THE photograph of St Saviourgate before the construction of Stonebow House you have published a couple of times recently makes a strong case for its removal.
However, it must be pointed out that the photo was taken from a viewpoint that is certainly not the dominant one for the site, which is, in fact, the reverse.
The removal of Stonebow House would inadvertantly produced enhanced views of even less distinguished buildings, such as the BT exchange, an unattractive car park and a desolate landscape awaiting development.
Furthermore, approaching from Pavement, York residents would get a better view of another of their least favourite buildings, Hilary House.

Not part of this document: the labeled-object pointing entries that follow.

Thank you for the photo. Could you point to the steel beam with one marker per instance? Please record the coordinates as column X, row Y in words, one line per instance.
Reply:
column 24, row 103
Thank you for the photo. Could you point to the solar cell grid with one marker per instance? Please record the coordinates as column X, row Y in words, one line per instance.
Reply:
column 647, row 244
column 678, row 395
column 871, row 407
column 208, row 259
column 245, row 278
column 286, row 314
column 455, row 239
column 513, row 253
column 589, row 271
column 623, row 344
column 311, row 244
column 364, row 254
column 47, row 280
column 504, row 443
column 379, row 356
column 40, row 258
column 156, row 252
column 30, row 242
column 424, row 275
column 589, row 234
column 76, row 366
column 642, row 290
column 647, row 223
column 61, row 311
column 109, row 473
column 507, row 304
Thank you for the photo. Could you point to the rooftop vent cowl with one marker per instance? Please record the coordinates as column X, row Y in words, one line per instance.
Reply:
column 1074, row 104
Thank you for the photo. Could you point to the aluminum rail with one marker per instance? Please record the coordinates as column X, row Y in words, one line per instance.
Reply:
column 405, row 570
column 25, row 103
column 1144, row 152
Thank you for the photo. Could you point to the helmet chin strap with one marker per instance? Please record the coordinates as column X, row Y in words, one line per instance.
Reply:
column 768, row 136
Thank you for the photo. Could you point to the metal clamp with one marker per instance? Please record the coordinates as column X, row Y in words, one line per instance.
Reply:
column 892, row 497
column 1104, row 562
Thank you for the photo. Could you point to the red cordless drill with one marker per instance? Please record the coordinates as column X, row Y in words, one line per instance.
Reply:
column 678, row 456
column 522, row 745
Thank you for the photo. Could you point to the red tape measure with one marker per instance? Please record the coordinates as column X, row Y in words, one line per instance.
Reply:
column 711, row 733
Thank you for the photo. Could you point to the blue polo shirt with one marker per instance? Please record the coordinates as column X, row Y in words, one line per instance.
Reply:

This is not an argument for the building’s preservation, only that the area around Stonebow be thought about holistically. We must recognise that connecting St Saviourgate to a road that is not part of York’s ancient, historical street pattern would be no easy feat and that simple demolition could produce unexpected and unwelcome results.
Michael White, Anson Drive, York.
• AFTER reading John Williamson’s letter of January 3 about Stonebow House, I agree with him regarding the demolition of this eyesore and also his proposals of open space.
This could be funded by City of York Council with the money demanded from developers, myself included, to create open space on our planning approvals. It seems that this money has been absorbed into the council coffers and not used for its intended purpose. This is the time and the perfect opportunity to reclaim an eyesore that lets York down.
Paul Calpin, Calpin Developments Ltd, York.
• WHERE have all have all the men of vision and integrity gone, the people who made York the city it is now?
People such as Ferdinado Fairfax and his son Thomas, who preserved the city from destruction, in particular the Minster glass after the battle of Marston Moor in 1644.
People such as William Etty, without whose objections the walls heart of the city would be nothing but a page in history.
People such as George Hudson bringing the railways to York in 1839.
Without Seebohm Rowntree and his social reform and his influence in keeping a lot of heavy industries away from the city, we now live in a relatively clean and green city.
The people with the vision to rebuild Shambles just after the Second World War and turn it into the tourist attraction it is today.
Stonebow House, regarded as an eyesore, is as important in the time-line of the city and is as much a statement of the architecture of its time as the Minster is of its time.
And as for clearing the site and grassing it over, the council has neither inclination nor the manpower to maintain the existing green areas in the city.
DM Deamer, Penleys Grove Street, Monkgate, York.